Esa situación la empujó a una depresión para la que requirió ayuda psicológica. No le culpa a él, sino a ambos. “Sufrimos mis hijos y yo, quienes nos quedamos. Hemos salido afectadas totalmente. Estábamos acostumbradas a una vida con él. A que mis hijos tengan amor de padre… Y, de repente, ya no está, porque se fue por un futuro mejor, porque no teníamos dónde vivir…”, dice Digna. Recuerda las pesadillas de su hija en los meses posteriores al viaje de su padre. La niña se despertaba llorando durante la noche y su rendimiento escolar cayó durante un tiempo.

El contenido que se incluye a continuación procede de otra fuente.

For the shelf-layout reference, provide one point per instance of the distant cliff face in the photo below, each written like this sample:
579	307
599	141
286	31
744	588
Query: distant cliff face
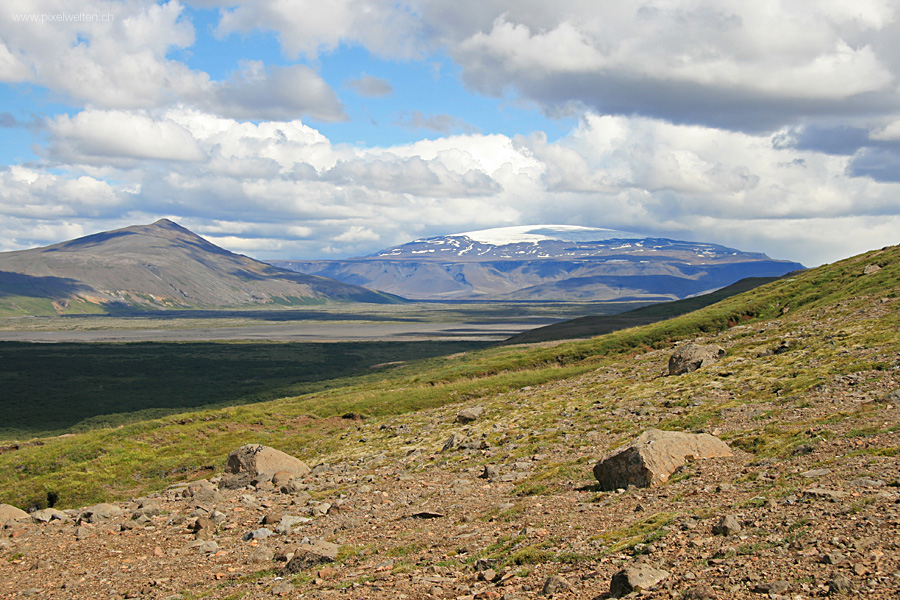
155	266
548	262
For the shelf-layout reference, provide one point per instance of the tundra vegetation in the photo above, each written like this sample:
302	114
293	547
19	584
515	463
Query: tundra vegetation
806	396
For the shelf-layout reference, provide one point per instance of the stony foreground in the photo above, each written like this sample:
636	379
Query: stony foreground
501	504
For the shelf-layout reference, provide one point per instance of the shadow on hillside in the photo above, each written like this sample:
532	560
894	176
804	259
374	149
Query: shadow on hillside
266	314
19	284
57	388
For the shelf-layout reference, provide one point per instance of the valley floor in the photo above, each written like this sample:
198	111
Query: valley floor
413	520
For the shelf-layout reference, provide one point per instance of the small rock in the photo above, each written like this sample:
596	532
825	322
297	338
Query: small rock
727	525
46	515
866	482
9	512
469	415
555	584
690	357
311	555
840	585
490	472
255	459
257	534
635	579
288	522
283	588
871	269
821	493
772	587
261	554
813	473
319	509
454	441
654	456
699	592
101	512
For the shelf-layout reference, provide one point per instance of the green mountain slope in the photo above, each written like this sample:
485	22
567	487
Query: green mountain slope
161	265
790	343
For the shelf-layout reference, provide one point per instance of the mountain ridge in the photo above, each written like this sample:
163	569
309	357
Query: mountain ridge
548	262
160	265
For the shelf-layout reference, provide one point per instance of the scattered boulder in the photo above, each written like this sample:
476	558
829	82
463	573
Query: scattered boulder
101	512
8	512
871	269
636	578
469	415
288	522
255	459
455	440
258	534
825	494
690	357
727	525
311	555
772	588
555	584
700	592
840	585
282	478
46	515
490	473
651	459
261	554
202	493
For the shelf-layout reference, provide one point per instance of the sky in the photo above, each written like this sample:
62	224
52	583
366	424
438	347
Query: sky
298	129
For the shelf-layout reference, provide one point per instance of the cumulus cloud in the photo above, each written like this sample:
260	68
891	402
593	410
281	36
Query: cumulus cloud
282	93
442	123
106	137
123	63
308	27
766	126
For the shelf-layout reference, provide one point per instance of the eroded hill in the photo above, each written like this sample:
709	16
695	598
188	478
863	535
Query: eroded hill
806	396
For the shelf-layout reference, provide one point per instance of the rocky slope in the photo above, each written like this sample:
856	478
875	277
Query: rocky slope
161	265
548	262
500	501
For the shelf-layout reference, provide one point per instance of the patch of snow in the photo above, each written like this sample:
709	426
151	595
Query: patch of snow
502	236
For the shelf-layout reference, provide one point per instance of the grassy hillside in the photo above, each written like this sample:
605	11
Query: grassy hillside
62	388
837	321
594	325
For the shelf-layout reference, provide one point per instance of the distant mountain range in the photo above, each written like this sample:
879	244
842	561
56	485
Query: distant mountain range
548	262
162	265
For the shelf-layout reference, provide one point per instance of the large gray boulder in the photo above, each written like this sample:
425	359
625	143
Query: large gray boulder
254	459
651	458
690	357
8	512
636	578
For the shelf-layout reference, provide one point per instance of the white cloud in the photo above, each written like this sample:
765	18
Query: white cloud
95	136
308	27
258	92
281	189
123	63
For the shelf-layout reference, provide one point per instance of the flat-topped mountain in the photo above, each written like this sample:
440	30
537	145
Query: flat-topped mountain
548	262
162	265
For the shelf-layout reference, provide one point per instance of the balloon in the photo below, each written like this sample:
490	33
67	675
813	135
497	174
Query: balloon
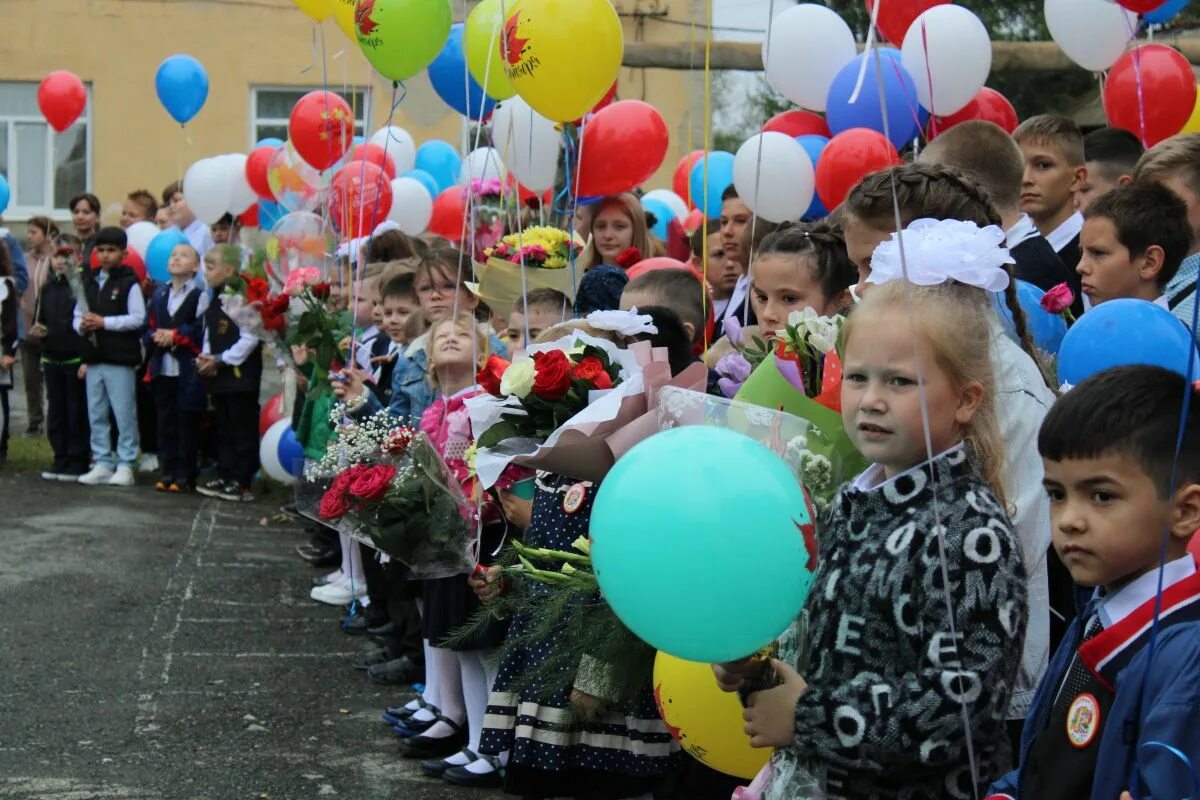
321	128
847	158
424	179
897	16
295	240
681	180
773	175
483	42
399	144
807	47
61	96
412	208
401	37
798	122
1125	331
442	161
183	86
814	145
451	82
989	106
449	208
563	55
673	572
1091	32
1151	92
359	198
208	188
706	721
293	182
528	143
622	146
948	53
159	252
867	112
139	235
720	178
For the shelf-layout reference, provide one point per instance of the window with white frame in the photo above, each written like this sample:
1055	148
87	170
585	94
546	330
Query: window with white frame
45	169
271	107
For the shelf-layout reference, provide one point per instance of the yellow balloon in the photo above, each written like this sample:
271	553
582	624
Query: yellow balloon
316	8
485	55
562	55
706	721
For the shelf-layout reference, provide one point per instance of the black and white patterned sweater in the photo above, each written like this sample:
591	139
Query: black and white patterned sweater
889	678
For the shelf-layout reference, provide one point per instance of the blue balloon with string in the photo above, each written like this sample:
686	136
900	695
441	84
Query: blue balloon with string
442	161
720	178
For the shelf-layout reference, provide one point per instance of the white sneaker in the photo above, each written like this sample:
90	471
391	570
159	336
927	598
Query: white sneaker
123	476
97	475
337	594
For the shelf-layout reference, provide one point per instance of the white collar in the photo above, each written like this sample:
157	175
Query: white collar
1115	607
1061	236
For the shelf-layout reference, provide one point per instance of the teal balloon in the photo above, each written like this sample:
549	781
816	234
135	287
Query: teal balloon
703	543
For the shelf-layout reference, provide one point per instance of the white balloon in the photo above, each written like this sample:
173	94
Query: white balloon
670	199
138	236
808	46
208	188
400	145
1092	32
528	143
412	208
481	164
774	176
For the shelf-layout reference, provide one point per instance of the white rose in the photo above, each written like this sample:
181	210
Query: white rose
519	378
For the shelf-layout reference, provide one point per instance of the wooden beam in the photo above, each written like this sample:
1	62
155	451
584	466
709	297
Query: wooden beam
748	55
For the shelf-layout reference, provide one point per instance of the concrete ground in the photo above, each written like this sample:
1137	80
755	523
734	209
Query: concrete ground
165	648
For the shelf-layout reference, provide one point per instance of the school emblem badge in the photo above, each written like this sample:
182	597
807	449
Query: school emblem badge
1083	720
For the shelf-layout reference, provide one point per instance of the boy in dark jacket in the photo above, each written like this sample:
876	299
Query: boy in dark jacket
1120	693
63	366
111	326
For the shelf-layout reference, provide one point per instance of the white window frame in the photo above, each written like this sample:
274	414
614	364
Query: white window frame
24	211
253	120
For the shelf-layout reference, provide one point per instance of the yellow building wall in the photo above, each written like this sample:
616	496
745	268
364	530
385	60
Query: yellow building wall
115	46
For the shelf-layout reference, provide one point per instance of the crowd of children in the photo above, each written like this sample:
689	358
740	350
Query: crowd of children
988	614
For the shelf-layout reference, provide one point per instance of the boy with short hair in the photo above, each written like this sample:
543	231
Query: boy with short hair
1109	446
1054	169
1134	239
1110	156
1175	163
111	328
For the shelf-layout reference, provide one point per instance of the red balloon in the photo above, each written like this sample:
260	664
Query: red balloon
989	106
321	128
359	198
1151	92
798	122
61	98
622	146
897	16
850	157
449	209
376	155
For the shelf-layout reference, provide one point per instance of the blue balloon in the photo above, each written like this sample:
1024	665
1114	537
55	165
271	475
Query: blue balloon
714	577
424	179
454	84
814	145
159	252
720	178
183	86
1165	12
441	161
1126	331
867	112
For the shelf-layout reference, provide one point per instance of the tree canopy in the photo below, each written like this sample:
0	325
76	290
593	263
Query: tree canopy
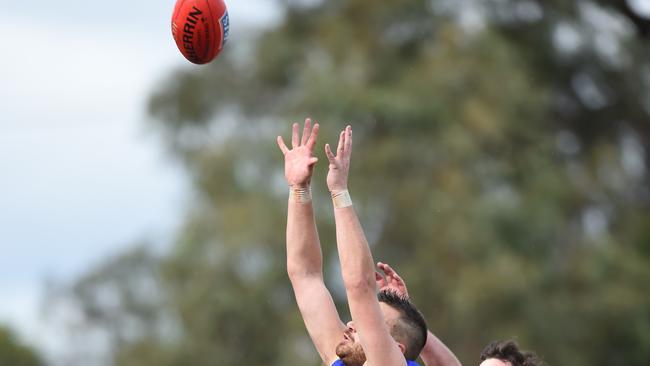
501	165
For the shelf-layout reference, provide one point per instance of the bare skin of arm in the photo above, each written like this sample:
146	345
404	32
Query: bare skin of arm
434	353
357	267
304	257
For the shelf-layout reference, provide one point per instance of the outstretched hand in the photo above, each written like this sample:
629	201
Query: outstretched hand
337	177
299	161
391	282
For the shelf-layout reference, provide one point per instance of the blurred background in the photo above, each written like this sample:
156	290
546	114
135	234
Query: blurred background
502	151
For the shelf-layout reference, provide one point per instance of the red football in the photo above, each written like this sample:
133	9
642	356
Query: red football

Bilma empieza a trabajar a las tres y media de la madrugada. “A esa hora ya estoy moliendo maíz para venderlo”, dice la mujer. Las remesas enviadas por el padre de sus hijos no son suficientes para sacarlos adelante, pero sí “ayudan”. “Ahorita él le está ayudando a ella. Si él estuviera acá no las ayudaría, ellas no estudiarían, porque aquí no hay trabajo para pagar los estudios de los niños. Si estuviera acá, no tendríamos esta casa”, dice sentada en su salón. “Ya no es lo mismo… Ya uno ya… Pero, al mismo tiempo, uno tiene que aguantarse, reflexionar y decir: ya estuvo”.

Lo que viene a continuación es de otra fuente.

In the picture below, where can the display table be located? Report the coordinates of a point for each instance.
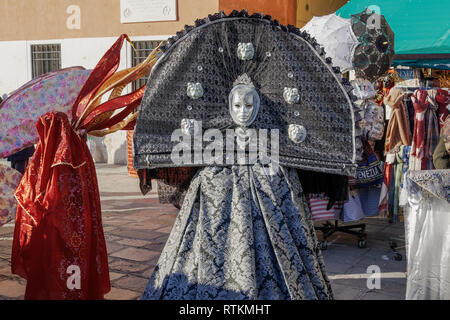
(427, 230)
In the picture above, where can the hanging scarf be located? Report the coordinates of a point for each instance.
(58, 245)
(421, 104)
(432, 137)
(398, 128)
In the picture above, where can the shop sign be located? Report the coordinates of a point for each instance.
(132, 11)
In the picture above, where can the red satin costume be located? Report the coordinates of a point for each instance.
(58, 222)
(59, 246)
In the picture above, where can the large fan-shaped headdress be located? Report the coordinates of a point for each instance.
(297, 87)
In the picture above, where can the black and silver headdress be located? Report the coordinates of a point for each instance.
(299, 92)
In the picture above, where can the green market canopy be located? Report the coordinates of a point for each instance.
(421, 28)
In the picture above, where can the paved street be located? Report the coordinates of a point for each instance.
(136, 228)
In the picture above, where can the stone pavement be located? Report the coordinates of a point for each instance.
(136, 228)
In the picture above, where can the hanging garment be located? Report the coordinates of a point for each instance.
(442, 98)
(387, 175)
(400, 167)
(9, 180)
(426, 131)
(441, 155)
(398, 128)
(58, 229)
(402, 198)
(409, 111)
(241, 234)
(427, 232)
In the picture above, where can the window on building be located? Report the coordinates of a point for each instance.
(143, 49)
(45, 58)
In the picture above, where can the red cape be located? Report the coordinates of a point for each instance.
(59, 246)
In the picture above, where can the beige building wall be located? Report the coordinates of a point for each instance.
(306, 9)
(46, 19)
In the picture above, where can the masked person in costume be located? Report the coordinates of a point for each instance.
(244, 230)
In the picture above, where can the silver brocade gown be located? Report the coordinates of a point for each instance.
(241, 234)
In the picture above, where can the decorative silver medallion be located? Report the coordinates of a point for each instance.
(291, 95)
(245, 51)
(188, 126)
(297, 133)
(194, 90)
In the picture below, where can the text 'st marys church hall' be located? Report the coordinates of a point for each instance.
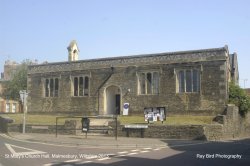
(186, 82)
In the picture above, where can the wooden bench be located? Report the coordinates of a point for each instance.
(140, 127)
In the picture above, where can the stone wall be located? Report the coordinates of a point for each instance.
(192, 132)
(211, 99)
(68, 128)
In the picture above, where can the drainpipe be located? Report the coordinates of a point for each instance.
(98, 91)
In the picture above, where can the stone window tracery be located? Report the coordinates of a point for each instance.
(81, 86)
(51, 87)
(188, 81)
(148, 83)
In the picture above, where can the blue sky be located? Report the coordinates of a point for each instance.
(42, 29)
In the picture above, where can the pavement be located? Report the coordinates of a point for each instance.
(95, 141)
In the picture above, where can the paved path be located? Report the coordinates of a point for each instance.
(46, 150)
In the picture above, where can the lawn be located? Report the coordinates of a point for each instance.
(171, 120)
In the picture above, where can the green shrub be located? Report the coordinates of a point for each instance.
(238, 97)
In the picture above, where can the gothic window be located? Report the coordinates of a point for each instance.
(148, 83)
(52, 87)
(81, 86)
(188, 81)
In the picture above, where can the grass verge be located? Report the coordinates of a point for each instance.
(171, 120)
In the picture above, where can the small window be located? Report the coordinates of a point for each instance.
(188, 81)
(149, 83)
(81, 86)
(7, 107)
(52, 87)
(14, 108)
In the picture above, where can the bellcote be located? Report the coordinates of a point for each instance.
(73, 51)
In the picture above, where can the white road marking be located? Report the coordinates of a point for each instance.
(144, 151)
(71, 161)
(123, 152)
(30, 151)
(147, 148)
(122, 155)
(105, 158)
(130, 154)
(157, 149)
(50, 164)
(84, 162)
(136, 150)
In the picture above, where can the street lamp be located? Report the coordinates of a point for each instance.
(23, 96)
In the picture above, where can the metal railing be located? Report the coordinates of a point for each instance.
(114, 117)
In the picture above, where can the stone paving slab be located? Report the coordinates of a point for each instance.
(90, 141)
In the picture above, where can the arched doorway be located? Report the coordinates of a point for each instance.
(112, 102)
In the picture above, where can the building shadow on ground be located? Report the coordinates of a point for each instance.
(186, 153)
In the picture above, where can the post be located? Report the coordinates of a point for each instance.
(56, 127)
(23, 96)
(116, 132)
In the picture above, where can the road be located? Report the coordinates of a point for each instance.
(22, 153)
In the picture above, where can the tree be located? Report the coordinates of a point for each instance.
(238, 97)
(19, 82)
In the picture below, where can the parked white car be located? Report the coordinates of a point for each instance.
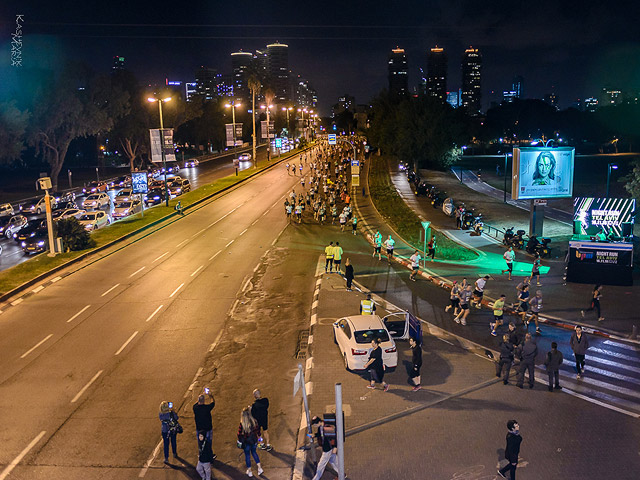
(96, 201)
(354, 334)
(94, 220)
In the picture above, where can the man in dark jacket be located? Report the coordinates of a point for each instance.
(528, 353)
(416, 362)
(552, 361)
(512, 450)
(506, 359)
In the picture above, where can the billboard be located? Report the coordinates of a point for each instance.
(542, 172)
(156, 151)
(605, 215)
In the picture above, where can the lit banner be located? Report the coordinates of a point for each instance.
(603, 214)
(542, 172)
(156, 151)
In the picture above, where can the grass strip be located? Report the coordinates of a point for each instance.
(15, 276)
(402, 218)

Algunos estudios, recogidos por el informe de InspirAction, revelan que, cuando es el padre quien migra, “generalmente forman nuevas uniones sentimentales en el país receptor, disminuyen o paran de enviar remesas, algo que las madres migrantes bajo las mismas circunstancias casi nunca dejan de hacer”.
El padre de las hijas de Digna también continúa enviando las remesas para las niñas, 4.000 lempiras al mes (146,69 euros). “Ya no como antes, pero ayuda”, apunta la mujer. Se queja de que, si bien antes enviaba la mensualidad de manera puntual, las cantidades disminuyeron al ritmo que ha decaído el contacto. Son los niños quienes, dice, muchas veces deben “andar recordándole” el envío del dinero.
Digna enumera uno tras otro los motivos que le empujan a tenerlo tan claro. Si volviese al pasado, si pudiese regresar al mismo instante en el que mantuvo la conversación que concluyó en la migración de su marido, cambiaría su posición. “Si eso se repitiera yo no le dejaría ir”, zanja la mujer en el patio trasero de su hogar.
“He salido adelante porque son etapas de la vida que se van cruzando. Al principio para mí todo fue difícil. Todo, todo, todo. Pero lo he superado”, reconoce Digna. Hace unos años comenzó a recibir apoyo psicológico y a acudir a los talleres del Centro de Desarrollo Humano (CDH), rompiendo poco a poco su aislamiento, para asumir la familia con la que contaba a día de hoy. Le ayudó conocer a otras mujeres en situaciones similares.
“Nos hicimos amigas, hicimos un curso de repostería y ahora cocinamos y vendemos pasteles. También luchamos por formar un salón de belleza, y de eso va saliendo adelante: ya no se muere una de hambre”, indica con orgullo mientras señala hacia una fotografía en donde aparece acompañada junto a otras tres mujeres. La foto de sus compañeras ocupa ahora un lugar destacado en su pared amarilla.